前項では成功例とメリットを紹介しましたが、もちろんワークシェアリングにもデメリットや問題点はあります。

前項でご紹介した事例にも、デメリットと言える点は存在していました。
ひとつは、会社にとって経費削減による金銭的なメリットが、あまりなかったことです。

ワークシェアリングによる月4日の休業日のうち、1日が有給、あとの3日が80%の休業補償なのですから、人件費の削減はさほど見込めません。

また、あまりに休日が多くなり過ぎるため、社員の仕事のリズムがそちらに変わってしまうのではないかという懸念もありました。

つまり、本来の仕事の状態に戻った時に、対応し切れないかも知れないという不安です。

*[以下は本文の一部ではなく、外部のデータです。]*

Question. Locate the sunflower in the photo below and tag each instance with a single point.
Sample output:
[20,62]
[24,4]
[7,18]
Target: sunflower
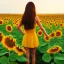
[19,51]
[9,28]
[58,33]
[39,33]
[46,38]
[52,35]
[8,42]
[1,36]
[1,22]
[54,50]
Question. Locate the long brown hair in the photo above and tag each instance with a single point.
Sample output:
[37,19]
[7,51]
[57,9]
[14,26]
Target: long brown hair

そのため、この会社では、まだ経営状態が回復し切っていない段階で、早めに従来の勤務形態に戻しています。

一方、ワークシェアリング全般に共通する問題点としては、給料の低下や、経費削減につながりにくい面がある点が挙げられます。

まず、給料の低下についてですが、同じ量の仕事をより多い人数で対応するのですから、1人当たりの労働時間が減る代わりに、1人当たりの給料も下がります。

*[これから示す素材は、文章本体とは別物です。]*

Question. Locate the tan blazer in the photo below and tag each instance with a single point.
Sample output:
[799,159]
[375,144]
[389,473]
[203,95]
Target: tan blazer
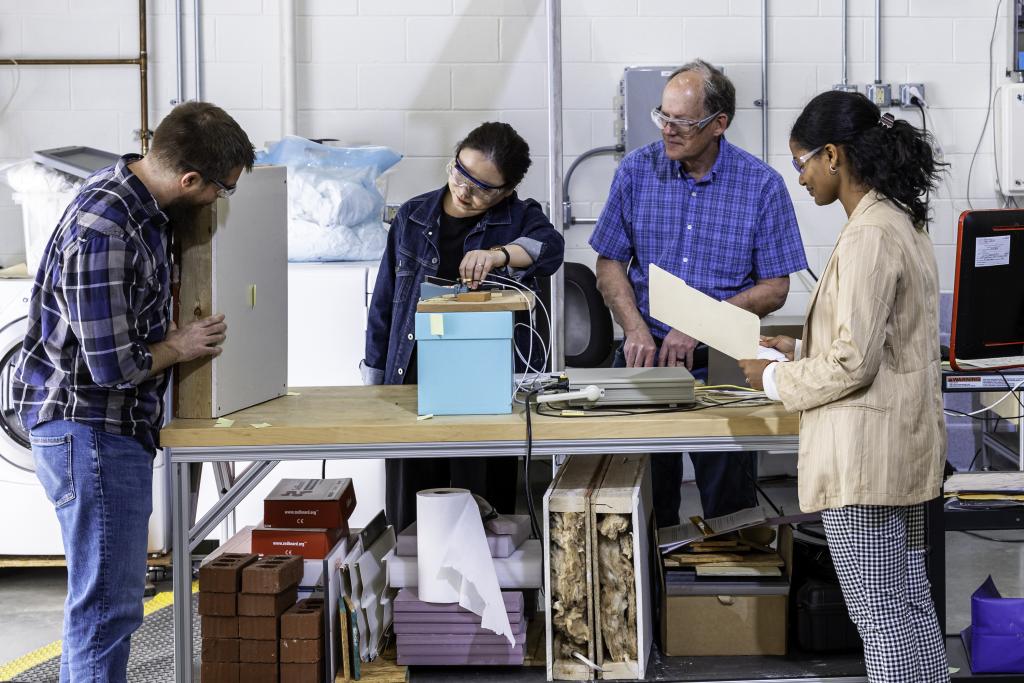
[871,428]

あまりに低過ぎますと、生活レベルの維持や将来の人生設計に支障をきたします。また、余暇の使い道が見つからない方にとっては、メリットが薄い制度でもあります。

一方、会社の側から見ますと、給料の総支払額には大差ないとしても、雇う人数が増える分、保険料が多くかかります。人数が増えた分だけ、管理の手間が増すことにもなるでしょう。

ワークシェアリングは注目すべき労働形態ですが、さまざまな問題点やデメリットも抱えている、ということです。


おわりに

ここまでワークシェアリングについて見てきましたが、いかがだったでしょうか。

あくまで外国の話かと思っていたら、短期とはいえ、すでに日本で導入された事例もあって、驚いています。

とはいっても、個人個人の給料は下がるわけですし、会社にとっても経費削減にそれほど効果的なわけでもない。

つまりは、「働き口を増やすこと」と、「給料はそれほどでなくていいから、自由な時間が欲しい」という人にとって意味がある制度なのかな、という気もします。

ワークシェアリングに関しては、「経営難等に対応するための一時的なもの」と、「安定した雇用形態としての長期のもの」とを、分けて考えた方がいいかも知れません。

ライフスタイルとも密接に関わる問題だけに、今後の展開にも注目です。